15 years ago (1998): Despite strong community opposition, including that of the Area F director, the Regional District of East Kootenay board of directors voted in favour of a Turnagain Developments Ltd. zoning bylaw that would allow a 44-unit cluster development in Windermere. Opponents to the project felt the density was too high and feared it would lead to Windermere’s incorporation while project supporters felt the cluster development was a step in the right direction away from “Kelowna sprawl” and towards contained development.

20 years ago (1993): The school board was seeking answers to why David Thompson Secondary School students’ 1993 provincial exam marks were lower than the provincial average.

A teachers’ committee found part of the problem occurred because academic success was not a student priority, as demonstrated by a poll that listed students’ main reason for coming to school was “to meet with their friends.”
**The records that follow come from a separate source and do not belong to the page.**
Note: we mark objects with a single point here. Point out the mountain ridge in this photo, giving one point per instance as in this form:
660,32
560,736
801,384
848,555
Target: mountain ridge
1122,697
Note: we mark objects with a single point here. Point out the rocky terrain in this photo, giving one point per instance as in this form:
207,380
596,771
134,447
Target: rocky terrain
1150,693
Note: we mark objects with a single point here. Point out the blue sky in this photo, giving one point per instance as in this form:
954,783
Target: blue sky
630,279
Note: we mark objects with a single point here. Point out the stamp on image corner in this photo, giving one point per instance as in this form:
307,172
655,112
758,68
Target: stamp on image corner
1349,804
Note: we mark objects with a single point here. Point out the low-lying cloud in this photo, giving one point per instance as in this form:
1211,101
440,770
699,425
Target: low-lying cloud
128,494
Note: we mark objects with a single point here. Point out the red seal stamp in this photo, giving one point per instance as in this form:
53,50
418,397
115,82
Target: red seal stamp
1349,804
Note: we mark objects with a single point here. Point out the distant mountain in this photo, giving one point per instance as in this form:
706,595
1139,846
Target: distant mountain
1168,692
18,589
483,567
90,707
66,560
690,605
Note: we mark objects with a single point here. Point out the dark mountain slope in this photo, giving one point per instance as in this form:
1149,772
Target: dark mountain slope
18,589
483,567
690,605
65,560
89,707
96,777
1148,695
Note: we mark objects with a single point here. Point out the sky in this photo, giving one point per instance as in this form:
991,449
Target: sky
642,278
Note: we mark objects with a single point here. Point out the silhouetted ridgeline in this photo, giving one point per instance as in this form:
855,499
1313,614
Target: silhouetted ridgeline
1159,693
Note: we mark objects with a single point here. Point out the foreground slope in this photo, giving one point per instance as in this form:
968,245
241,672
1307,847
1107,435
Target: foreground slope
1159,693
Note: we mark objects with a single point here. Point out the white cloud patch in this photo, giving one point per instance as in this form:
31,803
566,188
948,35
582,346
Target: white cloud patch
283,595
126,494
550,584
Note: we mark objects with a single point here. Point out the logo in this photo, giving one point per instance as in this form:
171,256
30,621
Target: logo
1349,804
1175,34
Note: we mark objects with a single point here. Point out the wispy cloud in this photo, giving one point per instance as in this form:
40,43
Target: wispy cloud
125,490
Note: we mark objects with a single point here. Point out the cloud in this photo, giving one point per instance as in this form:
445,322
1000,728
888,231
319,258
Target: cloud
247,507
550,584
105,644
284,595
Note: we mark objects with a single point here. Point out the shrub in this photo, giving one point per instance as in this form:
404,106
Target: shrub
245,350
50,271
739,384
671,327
With an estimated roughly 25 per cent of students away on any given day, chronic absenteeism was another problem, the committee found. And Grade 12 students averaged only about 1.5 hours of homework per night, though three was recommended.

25 years ago (1988): Two bylaws that will allow Panorama Resort to develop an 18-hole golf course received second reading by the RDEK board of directors. Then-president of Panorama Resort, Mus Hadade, told the board that the golf course would be an economic plus for both the resort and the valley. The cost of developing the course was estimated to be $4 million and 2,000 Panorama property owners had expressed their support for the project, said Mr. Hadade.

30 years ago (1983): A striking DTSS teacher on picket duty at the high school was struck by a pickup truck in an incident of strike bitterness. The teacher, although shaken up, was not badly hurt. RCMP were investigating with charges pending.

40 years ago (1973): An off-shoot of the world-famous Harlem Globetrotters — the Harlem Clowns — actually played the DTSS gymnasium in November while on tour. Owner Al Pullins coined the name “Clownball” to describe his team’s style of play. The Clowns played straight basketball mixed with comedy routines and spontaneous humour. The article advancing the big event described the Harlem Clowns as “Masters of the Game… combining razzle-dazzle ball handling, precision pass patterns, trick shooting, fancy dribbling and comedy to make theirs the most entertaining show in the business.”

50 years ago (1963):

The annual Kinsmen Halloween party saw the usual number of starry-eyed children dressed in creations fashioned from every material ranging from sacking to sequins, parading the Lake Windermere Memorial Community Centre. Taking first prize as the best-dressed girl was UNICEF fairy Donna Pierce, who was collecting money for UNICEF and gave half her prize money to the fund. The best-dressed boy was Christopher Wenger as an old-fashioned gentleman.